Une situation sociale explosive, une économie en berne, des extrémistes qui tentent de pousser leurs pions, et toujours pas de gouvernement: un mois et demi après les élections du 23 octobre, l'atmosphère est délétère en Tunisie.

Devenue l'agora de Tunis, la place du Bardo, face au palais qui abrite l'Assemblée constituante, concentre depuis plusieurs jours toutes les colères et revendications du pays.

Depuis mercredi, des centaines d'enseignants protestant contre des incursions d'extrémistes à l'université, chômeurs de la région minière de Gafsa, femmes inquiètes pour leurs droits, campent devant l'Assemblée. «Nous sommes ici parce qu'il y a dans le pays des urgences sociales que l'Assemblée doit voir, et régler», explique Ines Ben Othman, «porte-parole» improvisée des manifestants.

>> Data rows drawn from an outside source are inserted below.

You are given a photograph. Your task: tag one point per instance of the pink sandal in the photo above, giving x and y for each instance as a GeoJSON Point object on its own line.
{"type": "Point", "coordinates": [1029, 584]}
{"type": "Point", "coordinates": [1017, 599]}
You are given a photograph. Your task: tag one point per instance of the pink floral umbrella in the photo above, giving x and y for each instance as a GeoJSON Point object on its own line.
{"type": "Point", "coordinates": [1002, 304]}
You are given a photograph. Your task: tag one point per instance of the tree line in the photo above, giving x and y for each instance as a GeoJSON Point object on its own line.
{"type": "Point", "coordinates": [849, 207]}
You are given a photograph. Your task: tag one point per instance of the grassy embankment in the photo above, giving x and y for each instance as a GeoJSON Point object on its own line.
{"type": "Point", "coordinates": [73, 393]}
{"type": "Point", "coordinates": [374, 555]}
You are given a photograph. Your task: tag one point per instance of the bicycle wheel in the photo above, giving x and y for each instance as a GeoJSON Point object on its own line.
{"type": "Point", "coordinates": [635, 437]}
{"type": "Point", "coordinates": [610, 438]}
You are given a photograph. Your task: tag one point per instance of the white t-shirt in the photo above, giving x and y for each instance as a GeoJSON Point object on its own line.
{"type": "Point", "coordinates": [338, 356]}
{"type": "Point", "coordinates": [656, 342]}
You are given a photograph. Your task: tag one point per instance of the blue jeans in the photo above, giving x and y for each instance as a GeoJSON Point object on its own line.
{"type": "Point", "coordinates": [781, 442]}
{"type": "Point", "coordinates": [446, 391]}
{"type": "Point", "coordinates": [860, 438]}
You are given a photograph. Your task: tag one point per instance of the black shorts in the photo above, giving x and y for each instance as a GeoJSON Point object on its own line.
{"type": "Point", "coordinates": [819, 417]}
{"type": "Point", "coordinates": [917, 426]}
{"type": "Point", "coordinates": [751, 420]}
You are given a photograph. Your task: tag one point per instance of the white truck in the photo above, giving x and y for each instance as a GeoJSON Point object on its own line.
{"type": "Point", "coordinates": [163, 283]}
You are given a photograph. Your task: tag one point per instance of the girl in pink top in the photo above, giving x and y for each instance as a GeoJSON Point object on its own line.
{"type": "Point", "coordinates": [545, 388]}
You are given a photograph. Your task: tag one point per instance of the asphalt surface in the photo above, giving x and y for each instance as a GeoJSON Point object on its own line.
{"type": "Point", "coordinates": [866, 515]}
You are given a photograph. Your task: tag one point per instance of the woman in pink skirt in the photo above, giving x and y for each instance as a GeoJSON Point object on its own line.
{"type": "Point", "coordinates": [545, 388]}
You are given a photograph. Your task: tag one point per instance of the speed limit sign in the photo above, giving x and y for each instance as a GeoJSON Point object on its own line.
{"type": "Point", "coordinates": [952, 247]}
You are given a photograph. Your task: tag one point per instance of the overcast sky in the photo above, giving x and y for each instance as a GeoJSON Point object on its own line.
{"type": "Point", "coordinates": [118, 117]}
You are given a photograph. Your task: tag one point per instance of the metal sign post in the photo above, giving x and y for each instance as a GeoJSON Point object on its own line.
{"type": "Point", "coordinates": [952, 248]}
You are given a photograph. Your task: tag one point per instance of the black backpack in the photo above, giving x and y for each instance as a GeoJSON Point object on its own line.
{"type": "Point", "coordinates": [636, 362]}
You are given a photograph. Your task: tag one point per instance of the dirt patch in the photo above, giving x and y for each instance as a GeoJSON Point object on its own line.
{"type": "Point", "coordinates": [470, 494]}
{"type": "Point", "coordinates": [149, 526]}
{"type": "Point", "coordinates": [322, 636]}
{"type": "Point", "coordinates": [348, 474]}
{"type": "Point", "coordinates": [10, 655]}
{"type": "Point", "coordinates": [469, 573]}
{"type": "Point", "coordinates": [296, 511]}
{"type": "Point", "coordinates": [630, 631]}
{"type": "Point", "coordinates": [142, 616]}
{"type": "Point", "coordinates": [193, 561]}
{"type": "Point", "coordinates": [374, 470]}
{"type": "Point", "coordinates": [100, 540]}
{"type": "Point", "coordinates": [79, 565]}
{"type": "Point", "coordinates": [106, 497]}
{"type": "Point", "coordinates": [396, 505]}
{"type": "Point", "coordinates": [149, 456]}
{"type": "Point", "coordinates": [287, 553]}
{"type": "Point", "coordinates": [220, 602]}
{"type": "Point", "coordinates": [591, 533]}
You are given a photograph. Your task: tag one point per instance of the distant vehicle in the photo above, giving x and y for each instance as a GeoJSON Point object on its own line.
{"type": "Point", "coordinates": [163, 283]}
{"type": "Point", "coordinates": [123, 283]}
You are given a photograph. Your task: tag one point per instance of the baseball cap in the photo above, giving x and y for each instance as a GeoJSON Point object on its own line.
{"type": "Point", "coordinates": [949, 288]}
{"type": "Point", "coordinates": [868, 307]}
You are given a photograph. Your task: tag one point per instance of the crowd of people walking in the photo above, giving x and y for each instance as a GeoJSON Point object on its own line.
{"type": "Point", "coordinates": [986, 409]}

Mais samedi, un autre camp s'est installé, des milliers de sympathisants islamistes étant venus à leur tour marquer leur territoire. «C'est nous la majorité!» proclament-ils, séparés des manifestants par des barrières et des cordons policiers. Des femmes en niqab et des hommes agitant le drapeau noir du parti salafiste Hizb Tahrir, non légal, figurent parmi eux, preuve, selon les «modernistes», de «l'alliance objective» entre le parti islamiste Ennahda et les radicaux religieux.

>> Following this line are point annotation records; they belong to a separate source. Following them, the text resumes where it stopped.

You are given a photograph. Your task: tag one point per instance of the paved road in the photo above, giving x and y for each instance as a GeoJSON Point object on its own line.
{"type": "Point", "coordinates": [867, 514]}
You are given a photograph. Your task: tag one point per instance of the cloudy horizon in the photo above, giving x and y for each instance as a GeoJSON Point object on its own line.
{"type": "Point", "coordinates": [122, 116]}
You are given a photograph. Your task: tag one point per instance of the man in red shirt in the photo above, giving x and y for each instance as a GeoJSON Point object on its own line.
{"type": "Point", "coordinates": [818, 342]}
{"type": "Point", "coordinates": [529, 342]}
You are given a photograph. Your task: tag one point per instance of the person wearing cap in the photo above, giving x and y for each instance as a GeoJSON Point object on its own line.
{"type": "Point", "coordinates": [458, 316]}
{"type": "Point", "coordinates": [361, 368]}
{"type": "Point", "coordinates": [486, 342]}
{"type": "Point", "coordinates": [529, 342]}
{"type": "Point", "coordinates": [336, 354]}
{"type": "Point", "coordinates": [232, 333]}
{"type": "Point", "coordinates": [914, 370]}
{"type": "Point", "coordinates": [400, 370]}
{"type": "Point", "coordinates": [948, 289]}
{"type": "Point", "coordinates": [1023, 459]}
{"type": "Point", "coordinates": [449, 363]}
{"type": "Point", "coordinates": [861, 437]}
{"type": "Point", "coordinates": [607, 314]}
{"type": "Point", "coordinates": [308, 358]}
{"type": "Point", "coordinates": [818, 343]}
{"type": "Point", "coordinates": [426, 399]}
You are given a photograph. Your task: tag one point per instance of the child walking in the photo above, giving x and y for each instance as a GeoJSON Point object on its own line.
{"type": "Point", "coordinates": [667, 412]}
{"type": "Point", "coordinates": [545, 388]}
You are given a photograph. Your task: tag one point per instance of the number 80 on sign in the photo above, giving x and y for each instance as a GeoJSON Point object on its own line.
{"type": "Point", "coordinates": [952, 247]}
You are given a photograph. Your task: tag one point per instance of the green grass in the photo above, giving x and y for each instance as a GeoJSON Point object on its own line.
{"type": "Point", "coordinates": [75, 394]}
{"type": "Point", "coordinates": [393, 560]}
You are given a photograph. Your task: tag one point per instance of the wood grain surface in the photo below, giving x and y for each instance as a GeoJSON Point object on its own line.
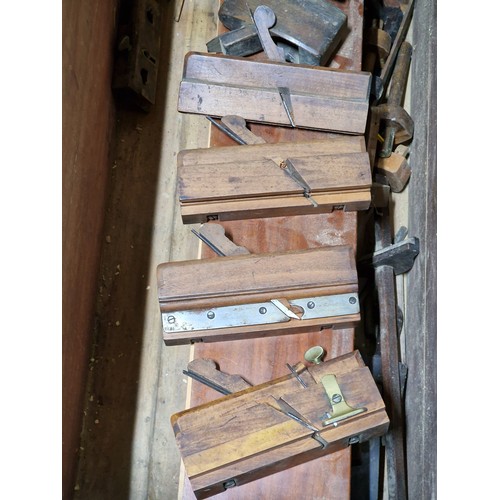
{"type": "Point", "coordinates": [261, 360]}
{"type": "Point", "coordinates": [244, 436]}
{"type": "Point", "coordinates": [87, 128]}
{"type": "Point", "coordinates": [321, 98]}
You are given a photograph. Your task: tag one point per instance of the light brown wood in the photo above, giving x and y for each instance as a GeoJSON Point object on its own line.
{"type": "Point", "coordinates": [87, 125]}
{"type": "Point", "coordinates": [322, 98]}
{"type": "Point", "coordinates": [330, 473]}
{"type": "Point", "coordinates": [244, 436]}
{"type": "Point", "coordinates": [396, 169]}
{"type": "Point", "coordinates": [200, 285]}
{"type": "Point", "coordinates": [242, 187]}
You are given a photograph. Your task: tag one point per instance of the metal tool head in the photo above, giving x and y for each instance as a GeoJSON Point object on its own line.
{"type": "Point", "coordinates": [308, 31]}
{"type": "Point", "coordinates": [286, 99]}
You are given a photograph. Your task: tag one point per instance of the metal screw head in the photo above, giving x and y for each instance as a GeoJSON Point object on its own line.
{"type": "Point", "coordinates": [336, 398]}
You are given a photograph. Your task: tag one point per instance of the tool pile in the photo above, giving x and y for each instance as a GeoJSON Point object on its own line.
{"type": "Point", "coordinates": [272, 66]}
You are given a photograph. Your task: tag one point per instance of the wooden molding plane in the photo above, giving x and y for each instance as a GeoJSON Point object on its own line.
{"type": "Point", "coordinates": [261, 91]}
{"type": "Point", "coordinates": [247, 182]}
{"type": "Point", "coordinates": [249, 296]}
{"type": "Point", "coordinates": [271, 427]}
{"type": "Point", "coordinates": [310, 41]}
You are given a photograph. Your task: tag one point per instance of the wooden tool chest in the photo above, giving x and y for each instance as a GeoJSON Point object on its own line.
{"type": "Point", "coordinates": [169, 170]}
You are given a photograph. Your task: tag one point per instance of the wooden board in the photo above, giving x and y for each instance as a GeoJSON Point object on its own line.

Ces incidents surviennent alors qu'Ennahda, premier parti au sein de l'Assemblée, a été accusé, y compris par ses deux partenaires de gauche Congrès pour la République (CPR) et Ettakatol, de vouloir s'arroger les pleins pouvoirs dans le futur exécutif. Après une semaine de tractations laborieuses, les députés sont parvenus vendredi à un accord en commission sur l'organisation des pouvoirs, qui sera soumis mardi à l'Assemblée réunie en plénière.

Cet accord ouvrira la voie à l'élection du président de la République et la formation d'un gouvernement, alors que l'exécutif sortant de Béji Caïd Essebsi a officiellement démissionné et ne s'occupe plus que de «gérer les affaires courantes».

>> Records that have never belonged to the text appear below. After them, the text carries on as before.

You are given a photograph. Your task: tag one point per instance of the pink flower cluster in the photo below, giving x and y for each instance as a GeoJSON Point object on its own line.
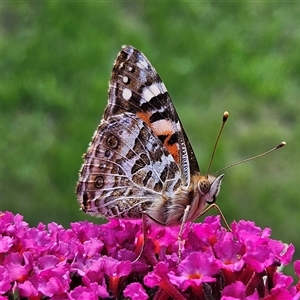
{"type": "Point", "coordinates": [91, 261]}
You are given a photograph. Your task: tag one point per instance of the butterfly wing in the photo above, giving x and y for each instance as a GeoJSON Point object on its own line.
{"type": "Point", "coordinates": [136, 87]}
{"type": "Point", "coordinates": [140, 153]}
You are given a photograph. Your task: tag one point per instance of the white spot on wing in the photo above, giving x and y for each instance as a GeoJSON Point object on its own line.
{"type": "Point", "coordinates": [142, 63]}
{"type": "Point", "coordinates": [161, 126]}
{"type": "Point", "coordinates": [126, 94]}
{"type": "Point", "coordinates": [151, 91]}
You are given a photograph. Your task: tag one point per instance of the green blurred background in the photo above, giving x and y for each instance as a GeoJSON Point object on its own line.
{"type": "Point", "coordinates": [213, 56]}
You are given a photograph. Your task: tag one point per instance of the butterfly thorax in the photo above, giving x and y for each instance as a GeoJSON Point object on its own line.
{"type": "Point", "coordinates": [202, 190]}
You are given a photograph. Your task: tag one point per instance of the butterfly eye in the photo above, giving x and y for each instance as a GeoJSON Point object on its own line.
{"type": "Point", "coordinates": [204, 186]}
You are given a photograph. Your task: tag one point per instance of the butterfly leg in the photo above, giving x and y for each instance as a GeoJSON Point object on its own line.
{"type": "Point", "coordinates": [213, 205]}
{"type": "Point", "coordinates": [144, 232]}
{"type": "Point", "coordinates": [179, 238]}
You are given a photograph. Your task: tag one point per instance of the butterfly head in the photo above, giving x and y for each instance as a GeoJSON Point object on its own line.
{"type": "Point", "coordinates": [209, 187]}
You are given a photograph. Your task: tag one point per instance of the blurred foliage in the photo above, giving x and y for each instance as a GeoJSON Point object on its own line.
{"type": "Point", "coordinates": [213, 56]}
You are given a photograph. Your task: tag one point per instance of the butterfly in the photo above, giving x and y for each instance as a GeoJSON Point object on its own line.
{"type": "Point", "coordinates": [140, 160]}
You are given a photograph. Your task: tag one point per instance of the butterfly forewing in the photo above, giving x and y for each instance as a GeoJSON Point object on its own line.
{"type": "Point", "coordinates": [139, 156]}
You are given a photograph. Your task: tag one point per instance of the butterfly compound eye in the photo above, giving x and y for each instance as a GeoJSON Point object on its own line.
{"type": "Point", "coordinates": [204, 186]}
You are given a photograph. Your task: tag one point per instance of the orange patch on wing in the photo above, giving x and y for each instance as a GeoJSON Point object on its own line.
{"type": "Point", "coordinates": [145, 117]}
{"type": "Point", "coordinates": [159, 128]}
{"type": "Point", "coordinates": [173, 150]}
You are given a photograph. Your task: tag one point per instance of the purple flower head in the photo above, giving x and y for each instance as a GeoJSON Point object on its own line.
{"type": "Point", "coordinates": [115, 260]}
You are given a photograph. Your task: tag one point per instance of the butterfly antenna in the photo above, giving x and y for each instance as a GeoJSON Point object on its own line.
{"type": "Point", "coordinates": [225, 117]}
{"type": "Point", "coordinates": [282, 144]}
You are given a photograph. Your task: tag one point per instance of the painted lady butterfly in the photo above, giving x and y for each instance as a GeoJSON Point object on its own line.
{"type": "Point", "coordinates": [140, 160]}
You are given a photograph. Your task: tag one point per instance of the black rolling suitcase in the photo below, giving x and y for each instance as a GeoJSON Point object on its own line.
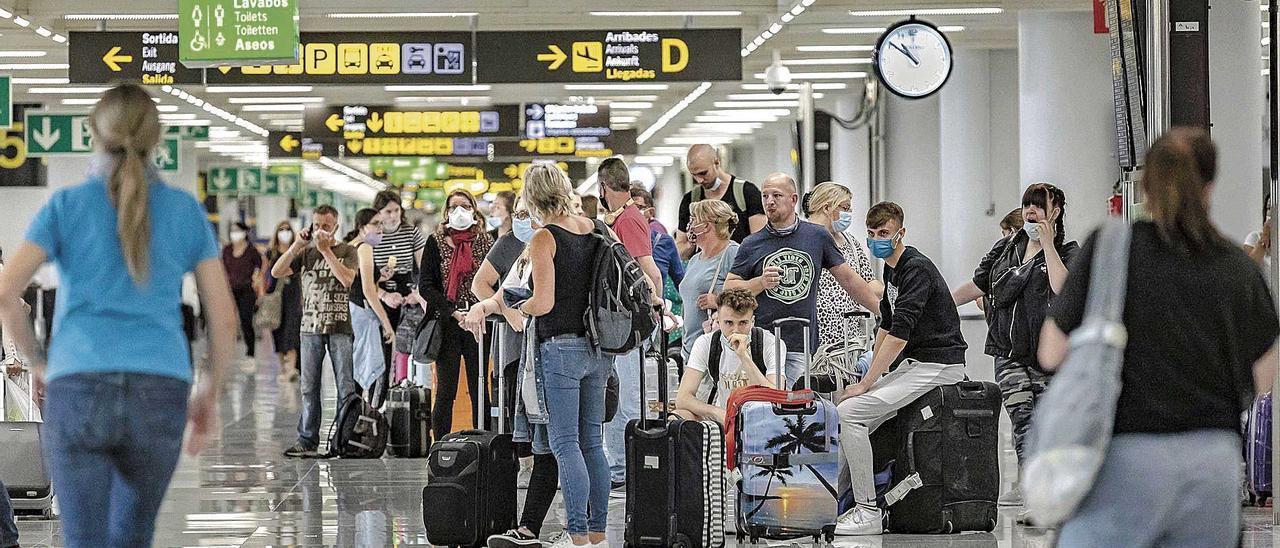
{"type": "Point", "coordinates": [675, 476]}
{"type": "Point", "coordinates": [947, 461]}
{"type": "Point", "coordinates": [408, 410]}
{"type": "Point", "coordinates": [471, 492]}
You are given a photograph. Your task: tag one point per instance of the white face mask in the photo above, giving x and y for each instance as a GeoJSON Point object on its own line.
{"type": "Point", "coordinates": [461, 218]}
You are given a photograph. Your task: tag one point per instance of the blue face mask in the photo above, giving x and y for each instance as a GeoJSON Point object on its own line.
{"type": "Point", "coordinates": [844, 222]}
{"type": "Point", "coordinates": [522, 228]}
{"type": "Point", "coordinates": [881, 249]}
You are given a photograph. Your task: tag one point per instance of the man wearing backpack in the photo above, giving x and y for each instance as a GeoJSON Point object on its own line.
{"type": "Point", "coordinates": [735, 356]}
{"type": "Point", "coordinates": [632, 231]}
{"type": "Point", "coordinates": [713, 182]}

«C'est urgent, on ne peut plus attendre. Il y a un climat d'attentisme et de flottement, personne ne décide, ça paralyse l'économie», déplore Hichem Elloumi, un représentant de l'organisation patronale tunisienne UTICA.

Près d'un an après la révolution, la situation économique et sociale continue de se dégrader. Le gouverneur de la Banque centrale (BCT), Mustapha Kamel Nabli, a indiqué samedi que la croissance serait nulle à la fin de l'année 2011, prévoyant une hausse du taux de chômage à plus de 18%.

«Les problèmes sociaux sont exacerbés, le moindre différend dans une entreprise dégénère en conflit. Sans compter les interventions extérieures, comme des chômeurs qui viennent paralyser une entreprise pour réclamer du travail», constate M. Elloumi.

À Tunis mercredi, deux chômeurs de la région minière de Gafsa (centre) ont tenté de se pendre en public devant le siège de la Compagnie des Phosphates (CPG).

Deux localités du gouvernorat de Gafsa ont été mises à sac la semaine dernière après la publication des résultats d'un concours de recrutement à la CPG jugés «truqués».

Situation tendue également dans le sud tunisien, où les deux points de passage avec la Libye sont fermés en raison de la multiplication d'incidents impliquant notamment des Libyens armés.

«Plus rien ne passe, sauf les urgences. Or, c'est vital pour la Tunisie, pour les gens qui vont faire du commerce en Libye», raconte Mongi Slim, un humanitaire sur place.

«C'est très tendu. Aujourd'hui, deux voitures appartenant à des hommes d'affaires libyens ont été incendiées devant leur hôtel à Médenine (sud)», indique-t-il.

«On attend des élus du peuple qu'ils prennent une position claire sur ce qui se passe aujourd'hui dans le pays», résume Ines Ben Othman devant l'Assemblée.